Tuesday, May 21, 2024

Amazon’s Fallout Kicks Off With A Love Letter To The Franchise

Share This Post

Broadly speaking, the task ahead of a Fallout show is the same as any other video game adaptation. We don’t ask for much. Give fans an adaptation that respects the look and vibes of the franchise. Treat the lore and narrative with respect. Most of us understand that, like any adaptation, a game will require changes to make it more palatable to different mediums, but we just want the bare minimum of respect paid towards the games we love, that the show or movie is adapting.

From the first trailer, Amazon’s new Fallout show looked promising, like it might bother to give a damn about the games and what made them popular. Thankfully, the first episode (ironically titled “The End”) confirmed that, whatever may come, this show is pure Fallout, through and through.

A bobblehead on a desk from Fallout

The amount of references and details packed into every frame speaks of a show that doesn’t just know the Fallout games, but loves them. It’s the design of the homes and clothing, with their weird, eclectic blend of 1950s American nostalgia and nuclear-powered technology. It’s the perfect replications of the Nuka-Cola machines and the faithful designs of the vaults and the soundtrack ripped from the 1930s and 1940s. Don’t tell me you didn’t grin like a squealing fanboy when Lucy used a Stimpak or the one raider inhaled Jet.

Fallout is a production marvel, with incredibly well-built sets that are both gorgeous to look at without coming across like an obviously fake film set, and faithful costume design that doesn’t look bad cosplay.

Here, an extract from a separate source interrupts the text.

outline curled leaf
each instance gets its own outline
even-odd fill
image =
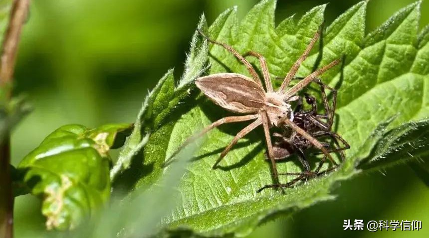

Everything has that vibrant, colorful pop to it. I haven’t been this impressed with how an adaptation managed to recreate the look and feel of a popular franchise since Game of Thrones first hit the scenes. It’s that same wonder of looking at a show and just being in constant awe that it was possible for a live-action piece of entertainment to reproduce something I didn’t think it could.

If nothing else, Fallout should be studied for the quality and effort that went into recreating this world.

Of course, you need more than that, and Fallout follows a tried-and-true formula for the series in its plotting and writing. This first episode is largely dominated by the story of Lucy MacLean, the daughter of the Overseer of Vault 33, whose arranged marriage to a member of a neighboring vault is revealed to be a raider trap that leaves much of the Vault dead and her father kidnapped. It’s an amalgamation of the plot of Fallout 3, with a Vault Dweller leaving to find a missing father, and Fallout 4, where they leave to find a kidnapped loved one.

Lucy immediately endeared herself to me, and was easily the highlight among the various plotlines and characters introduced. Ella Purnell plays the character with so many layers that bring her to life, and the episode does the right thing by showing rather than just telling us. She’s capable and heroic, but obviously inexperienced in the face of the kind of conflict she faces when the raiders unveil themselves. She’s obviously sheltered, but curious about the larger world.

Basically, she is your classic Fallout protagonist, acted perfectly as such, complete with her own montage equivalent of a SPECIAL screen when we are first introduced to her.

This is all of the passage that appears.